Lia : (menampar Sindhu, Lia menahan tangis) aku ingin menangis sekarang. Tapi , rasanya
bodoh membuang air mataku untuk orang seperti anda… terimakasih dengan semuanya…
(pergi meninggalkan Sindhu)

Sindhu : Lia…. ! (berseru)

Lia : (berhenti)

Sindhu : aku ingin kamu tau.. (menunduk) Aku benar menyayangimu.. Aku cuma ingin
memperbaiki kesalahanku…

Lia : cukup kak...! (berseru) aku juga berharap begitu... tapi bukan pertemunan seperti ini yang
aku harapkan...! terimakasih telah mengajarkanku mengenal arti hidup... (memenjamkan
mata, menahan tangis)

(Mama, Andini, Mesya dan Rendra datang dari kejauhan, mama berjalan mendekati Lia
dan yang lain berjalan mendekati Sindhu)

Mama : Liaaa...! (berseru menghampiri Lia dengan menangis)

Lia : Mama.... (dengan nada bersedih)

Mama : kemana aja kamu sayang...? mama sudah lama mencari kamu...! jangan pergi lagi ya
sayang... (menarik Lia dalam pelukan)

Lia : (memeluk mama) Maafin Lia ya ma.....


Mama : Maafin mama juga ya sayang.... (melepas pelukan, membelai kepala Lia)

Lia : Lia sekarang mengerti... enggak cuma Lia yang punya masalah... semua orang memiliki
masalah masing-masing... (menatap mama)

Mama : iya sayang... ayo kita pulang...

Lia : sebentar ma... (mendekati sindhu dkk.
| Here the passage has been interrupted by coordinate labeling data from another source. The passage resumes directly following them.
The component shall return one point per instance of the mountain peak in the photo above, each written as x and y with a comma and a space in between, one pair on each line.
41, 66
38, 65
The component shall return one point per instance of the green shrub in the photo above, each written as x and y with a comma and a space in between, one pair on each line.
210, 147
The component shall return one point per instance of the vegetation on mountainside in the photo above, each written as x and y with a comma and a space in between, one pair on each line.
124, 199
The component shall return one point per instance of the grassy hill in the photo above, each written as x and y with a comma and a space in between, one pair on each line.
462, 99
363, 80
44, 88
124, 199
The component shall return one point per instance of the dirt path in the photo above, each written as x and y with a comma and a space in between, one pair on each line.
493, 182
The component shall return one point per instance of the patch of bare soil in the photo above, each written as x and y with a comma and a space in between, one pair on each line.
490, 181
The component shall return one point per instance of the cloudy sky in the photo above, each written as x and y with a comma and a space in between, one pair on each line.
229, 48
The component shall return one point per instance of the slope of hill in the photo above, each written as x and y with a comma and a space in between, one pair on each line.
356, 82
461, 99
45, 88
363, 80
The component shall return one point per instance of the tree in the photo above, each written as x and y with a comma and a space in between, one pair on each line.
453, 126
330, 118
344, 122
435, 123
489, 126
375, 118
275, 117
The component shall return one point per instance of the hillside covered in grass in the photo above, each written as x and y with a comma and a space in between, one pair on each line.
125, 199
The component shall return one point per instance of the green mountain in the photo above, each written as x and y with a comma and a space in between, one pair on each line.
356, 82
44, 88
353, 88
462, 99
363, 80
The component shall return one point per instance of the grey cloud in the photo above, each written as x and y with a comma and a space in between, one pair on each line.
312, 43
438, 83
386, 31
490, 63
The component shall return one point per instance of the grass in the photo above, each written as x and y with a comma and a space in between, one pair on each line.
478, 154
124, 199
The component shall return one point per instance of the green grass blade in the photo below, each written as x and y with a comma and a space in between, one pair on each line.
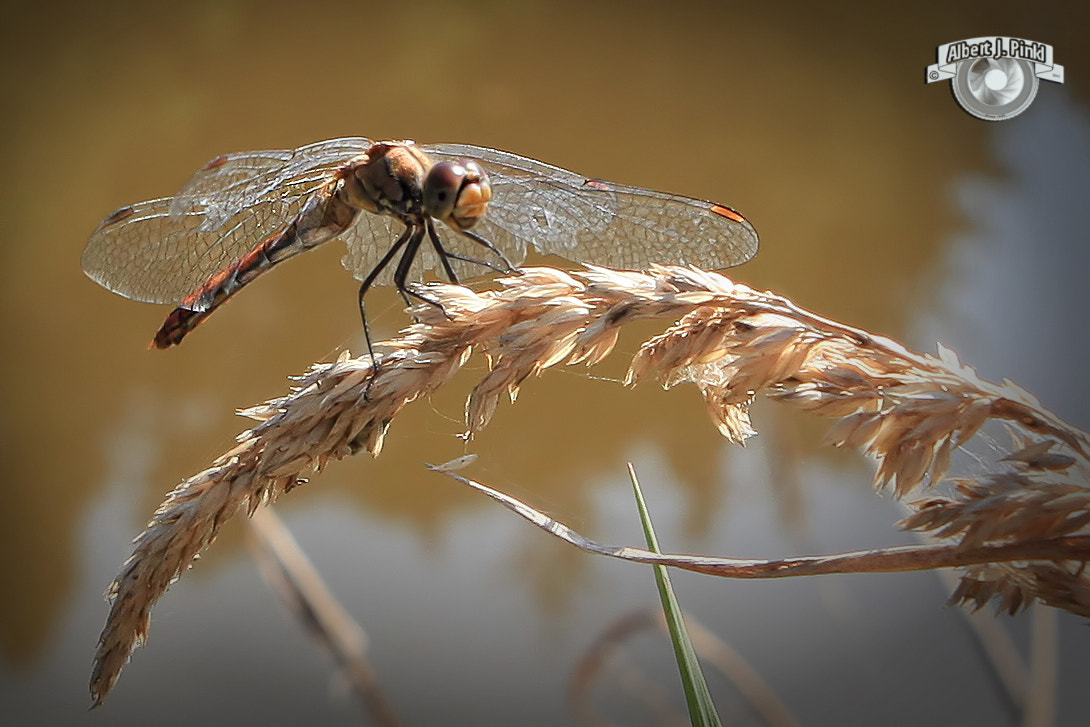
701, 709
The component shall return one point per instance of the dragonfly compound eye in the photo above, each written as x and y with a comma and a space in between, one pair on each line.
458, 193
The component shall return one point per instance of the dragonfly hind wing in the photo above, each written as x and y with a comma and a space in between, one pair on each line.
148, 254
588, 220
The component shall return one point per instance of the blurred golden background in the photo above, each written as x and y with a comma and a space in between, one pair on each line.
813, 121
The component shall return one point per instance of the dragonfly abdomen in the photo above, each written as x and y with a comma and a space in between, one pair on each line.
323, 217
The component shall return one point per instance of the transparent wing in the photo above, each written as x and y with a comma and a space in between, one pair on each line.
161, 250
586, 220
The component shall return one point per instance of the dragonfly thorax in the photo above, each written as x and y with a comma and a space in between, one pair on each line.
398, 179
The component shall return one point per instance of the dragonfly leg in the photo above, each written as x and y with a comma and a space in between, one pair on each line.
365, 286
440, 251
401, 273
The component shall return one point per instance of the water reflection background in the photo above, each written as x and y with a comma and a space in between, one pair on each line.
879, 202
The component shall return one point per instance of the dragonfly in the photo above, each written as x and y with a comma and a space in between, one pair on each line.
243, 214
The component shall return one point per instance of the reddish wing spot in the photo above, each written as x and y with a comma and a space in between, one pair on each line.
728, 213
218, 161
118, 215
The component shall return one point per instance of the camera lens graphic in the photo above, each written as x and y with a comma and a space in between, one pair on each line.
994, 88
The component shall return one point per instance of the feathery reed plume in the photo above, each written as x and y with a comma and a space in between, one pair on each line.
908, 411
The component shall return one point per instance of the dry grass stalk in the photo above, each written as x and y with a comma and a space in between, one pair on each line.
909, 411
290, 573
712, 650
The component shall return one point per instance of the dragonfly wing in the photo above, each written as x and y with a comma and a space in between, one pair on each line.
231, 182
586, 220
162, 250
146, 253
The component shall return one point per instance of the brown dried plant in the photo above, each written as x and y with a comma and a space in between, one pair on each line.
1019, 532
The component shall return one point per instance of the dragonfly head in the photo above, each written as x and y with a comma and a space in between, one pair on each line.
457, 193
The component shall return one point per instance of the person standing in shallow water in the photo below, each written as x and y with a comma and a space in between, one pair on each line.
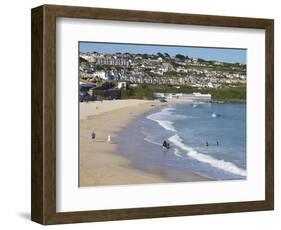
93, 135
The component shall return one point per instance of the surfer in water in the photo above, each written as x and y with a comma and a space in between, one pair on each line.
166, 145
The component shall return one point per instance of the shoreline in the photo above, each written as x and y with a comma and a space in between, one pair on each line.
100, 162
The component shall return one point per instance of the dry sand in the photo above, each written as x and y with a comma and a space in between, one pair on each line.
100, 164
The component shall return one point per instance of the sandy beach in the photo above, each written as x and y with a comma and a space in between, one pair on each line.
100, 163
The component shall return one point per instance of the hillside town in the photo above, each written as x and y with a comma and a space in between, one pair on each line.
127, 70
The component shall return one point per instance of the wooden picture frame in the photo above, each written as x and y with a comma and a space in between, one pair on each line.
43, 189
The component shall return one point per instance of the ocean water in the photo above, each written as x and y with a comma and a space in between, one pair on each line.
208, 139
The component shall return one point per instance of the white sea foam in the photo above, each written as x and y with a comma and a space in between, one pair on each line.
177, 152
221, 164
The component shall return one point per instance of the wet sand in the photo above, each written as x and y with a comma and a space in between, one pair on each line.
100, 163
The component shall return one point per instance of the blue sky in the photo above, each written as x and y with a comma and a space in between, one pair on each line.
218, 54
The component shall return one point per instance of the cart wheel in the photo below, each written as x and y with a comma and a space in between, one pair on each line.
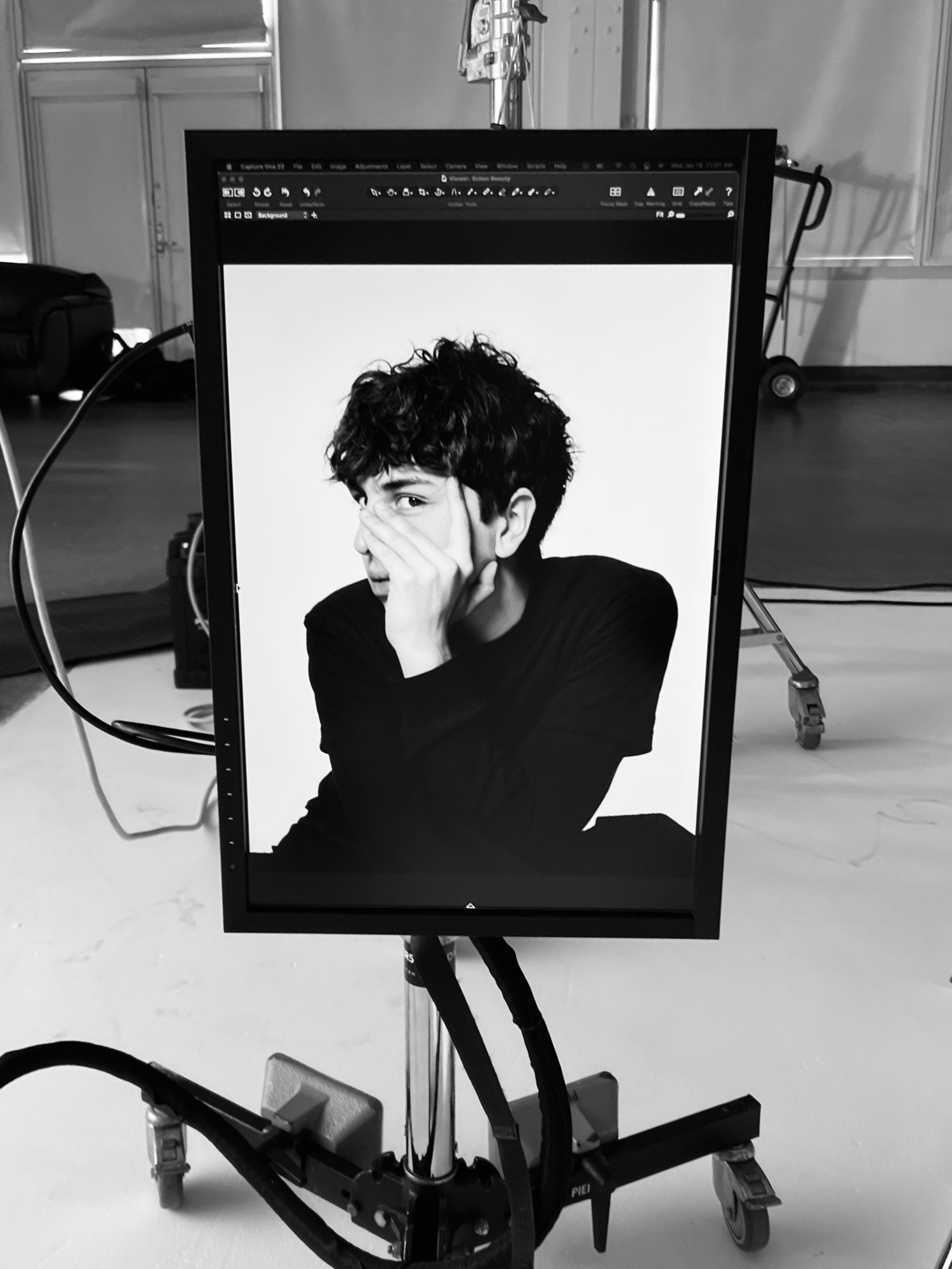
783, 382
748, 1226
172, 1191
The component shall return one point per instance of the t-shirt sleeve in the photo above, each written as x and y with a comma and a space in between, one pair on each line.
552, 782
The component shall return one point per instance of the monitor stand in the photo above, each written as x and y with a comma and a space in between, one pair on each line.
327, 1136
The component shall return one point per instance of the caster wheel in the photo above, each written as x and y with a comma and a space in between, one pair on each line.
783, 382
748, 1226
172, 1191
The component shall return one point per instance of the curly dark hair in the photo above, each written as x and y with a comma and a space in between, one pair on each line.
461, 410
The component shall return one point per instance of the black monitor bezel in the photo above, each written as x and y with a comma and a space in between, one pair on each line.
753, 152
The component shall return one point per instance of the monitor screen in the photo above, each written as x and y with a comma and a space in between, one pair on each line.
477, 423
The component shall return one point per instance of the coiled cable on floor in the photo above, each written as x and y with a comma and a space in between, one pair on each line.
60, 667
147, 736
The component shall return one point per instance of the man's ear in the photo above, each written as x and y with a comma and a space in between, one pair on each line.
516, 522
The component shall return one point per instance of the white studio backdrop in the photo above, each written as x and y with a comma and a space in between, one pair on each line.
635, 355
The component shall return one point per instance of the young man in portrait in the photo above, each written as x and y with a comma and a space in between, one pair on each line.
475, 698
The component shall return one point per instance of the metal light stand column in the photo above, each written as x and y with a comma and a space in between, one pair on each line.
431, 1115
803, 687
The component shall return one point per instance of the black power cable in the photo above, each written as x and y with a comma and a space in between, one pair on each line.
511, 1251
163, 739
557, 1153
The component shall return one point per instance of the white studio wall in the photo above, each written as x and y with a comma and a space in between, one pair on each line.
861, 86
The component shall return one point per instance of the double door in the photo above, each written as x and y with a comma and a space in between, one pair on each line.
107, 173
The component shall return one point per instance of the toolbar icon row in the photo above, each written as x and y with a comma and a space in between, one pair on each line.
460, 192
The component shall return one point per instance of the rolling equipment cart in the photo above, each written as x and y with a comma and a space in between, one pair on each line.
783, 383
783, 380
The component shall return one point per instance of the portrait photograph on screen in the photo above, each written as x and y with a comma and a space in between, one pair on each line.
540, 424
475, 482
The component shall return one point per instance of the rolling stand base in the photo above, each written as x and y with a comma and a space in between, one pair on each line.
472, 1207
327, 1136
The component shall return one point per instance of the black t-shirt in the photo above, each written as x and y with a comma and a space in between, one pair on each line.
508, 747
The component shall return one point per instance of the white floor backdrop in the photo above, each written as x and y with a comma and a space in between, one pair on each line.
827, 997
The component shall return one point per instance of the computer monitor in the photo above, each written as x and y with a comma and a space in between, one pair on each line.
477, 418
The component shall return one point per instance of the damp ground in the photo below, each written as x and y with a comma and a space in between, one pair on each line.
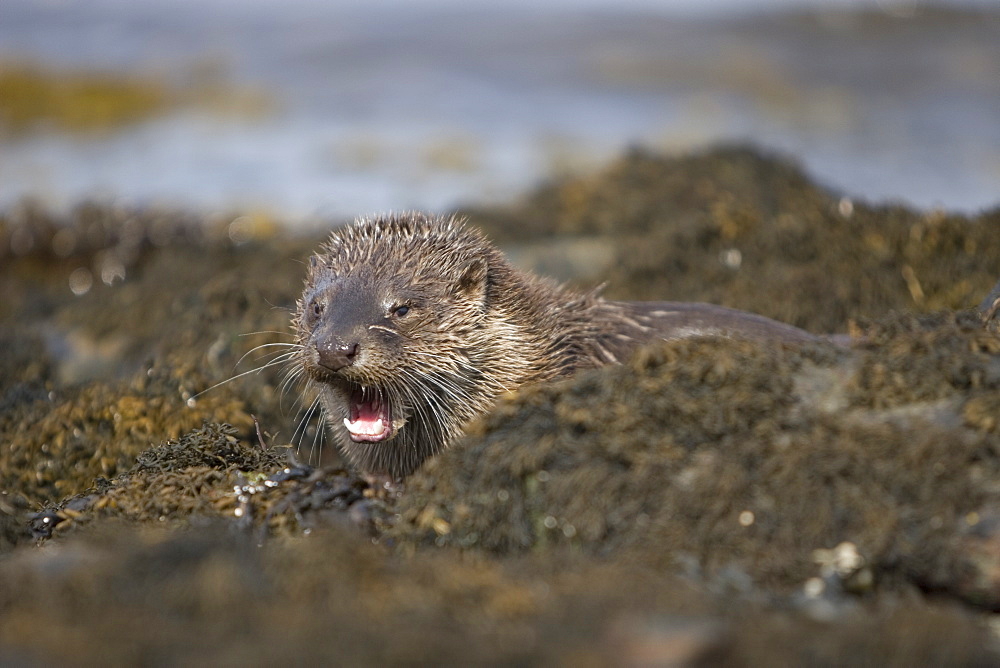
709, 502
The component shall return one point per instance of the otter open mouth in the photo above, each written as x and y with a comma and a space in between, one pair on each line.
370, 417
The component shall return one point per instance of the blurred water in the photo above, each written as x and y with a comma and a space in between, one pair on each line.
431, 104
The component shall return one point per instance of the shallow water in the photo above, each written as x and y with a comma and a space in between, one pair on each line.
431, 106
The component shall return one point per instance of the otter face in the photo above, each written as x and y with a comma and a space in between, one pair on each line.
387, 337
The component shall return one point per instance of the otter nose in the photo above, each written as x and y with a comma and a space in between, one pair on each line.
336, 357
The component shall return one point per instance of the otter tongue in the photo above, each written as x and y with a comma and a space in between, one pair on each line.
369, 419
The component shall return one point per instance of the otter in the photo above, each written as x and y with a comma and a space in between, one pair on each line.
410, 326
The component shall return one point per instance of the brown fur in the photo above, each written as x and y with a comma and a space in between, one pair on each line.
475, 327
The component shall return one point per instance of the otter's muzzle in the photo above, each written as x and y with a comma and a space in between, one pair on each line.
334, 356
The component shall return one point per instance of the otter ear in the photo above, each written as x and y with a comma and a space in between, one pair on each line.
472, 283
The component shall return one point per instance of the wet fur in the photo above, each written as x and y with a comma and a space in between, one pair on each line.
476, 327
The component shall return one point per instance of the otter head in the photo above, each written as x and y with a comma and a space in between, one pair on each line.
390, 327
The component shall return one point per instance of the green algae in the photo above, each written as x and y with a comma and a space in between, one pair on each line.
669, 509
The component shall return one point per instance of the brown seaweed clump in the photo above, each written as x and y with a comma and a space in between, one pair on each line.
711, 456
710, 502
737, 227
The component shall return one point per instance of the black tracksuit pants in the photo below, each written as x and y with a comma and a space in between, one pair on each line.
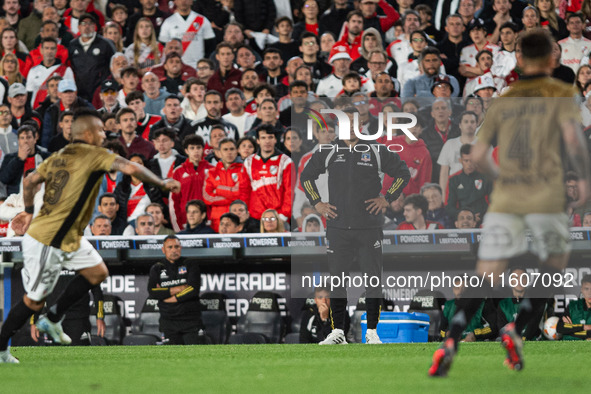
344, 245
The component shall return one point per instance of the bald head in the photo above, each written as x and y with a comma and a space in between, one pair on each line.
88, 127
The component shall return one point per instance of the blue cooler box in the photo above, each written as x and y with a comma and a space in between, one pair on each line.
400, 327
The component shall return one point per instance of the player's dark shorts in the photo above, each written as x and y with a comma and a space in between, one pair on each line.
183, 332
348, 246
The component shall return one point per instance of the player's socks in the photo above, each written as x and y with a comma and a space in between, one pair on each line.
18, 316
467, 306
532, 307
338, 308
373, 312
75, 290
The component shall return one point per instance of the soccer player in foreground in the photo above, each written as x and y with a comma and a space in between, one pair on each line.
529, 124
54, 239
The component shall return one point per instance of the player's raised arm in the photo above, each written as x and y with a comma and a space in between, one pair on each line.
142, 173
579, 157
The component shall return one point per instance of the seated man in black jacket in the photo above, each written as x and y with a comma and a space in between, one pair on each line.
175, 283
315, 325
196, 212
248, 223
29, 155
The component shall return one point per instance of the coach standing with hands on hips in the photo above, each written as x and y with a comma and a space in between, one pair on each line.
354, 216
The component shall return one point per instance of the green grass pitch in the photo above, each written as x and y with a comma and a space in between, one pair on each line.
393, 368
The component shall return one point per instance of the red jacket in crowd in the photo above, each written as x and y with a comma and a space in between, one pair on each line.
223, 84
429, 224
267, 185
222, 187
192, 184
417, 159
35, 58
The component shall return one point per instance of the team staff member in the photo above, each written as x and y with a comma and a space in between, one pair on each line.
354, 216
54, 240
175, 282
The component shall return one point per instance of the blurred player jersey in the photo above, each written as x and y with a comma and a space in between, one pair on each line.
72, 180
525, 124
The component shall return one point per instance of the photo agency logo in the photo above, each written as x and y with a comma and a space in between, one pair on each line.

Tersenyum) makasi ya semua...!

Andini : (mengangguk) iyaa... sama-sama... jaga diri baik-baik ya.. jangan lupain kita! (menarik
tangan Lia) kita sudah jadi sahabatkan sayang...?

Lia : okee..! (tersenyum) Mesya, Rendra, makasi ya... salam buat kakakmu... (menatap Mesya)

Mesya : (mengangguk) maafin kakakku juga ya...

Lia : (mengangguk) kak... (menatap sindhu) kalau mau memperbaiki kesalahan, perbaikilah
pada Beibh... belajarlah bertanggung jawab...

Sindhu : (mengangguk, terdiam sesaat) mungkin kamu benar...

Lia : ku harap kita bisa bertemu lagi... bye... (melambaikan tangan, melangkah pergi bersama
mamanya)

(yang lain ikut melambaikan tangan, menghantar kerpergian Lia)

Ada sedikit cerita Sindhu dalam hati Lia. Tapi, Lia tak menyesalinya. Lia
menganggap itu sebagai pelajaran teridah dalam hidupnya. Lia yakin, suatu saat jika
memang diizinkan, Lia dapat bertemu Sindhu dengan cara yang lebih baik. Saat mereka
sama-sama dewasa. Jika tidak pun, ia berharap kedatangannya dapat menyatukan Sindhu
dengan Beibh.

Lia sekarang sadar, bahwa masalah tidak hanya mendatanginya. Semua orang
memiliki masalah yang harus dihadapi dalam hidup. Kabur dan mencari masalah lain
bukanlah jalan yang tepat untuk menyelesaikan masalah. Yang ada, ialah kita harus
menghadapi masalah itu.

Sejak saat itu, ia tak pernah mengeluh lagi akan keadaan orang tuanya. Ia menjalani
hidupnya dengan penuh semangat, meski harus berpindah-pindah tempat. Yang lebih
penting, ia slalu berusaha mensyukuri apa yang ia dapatkan.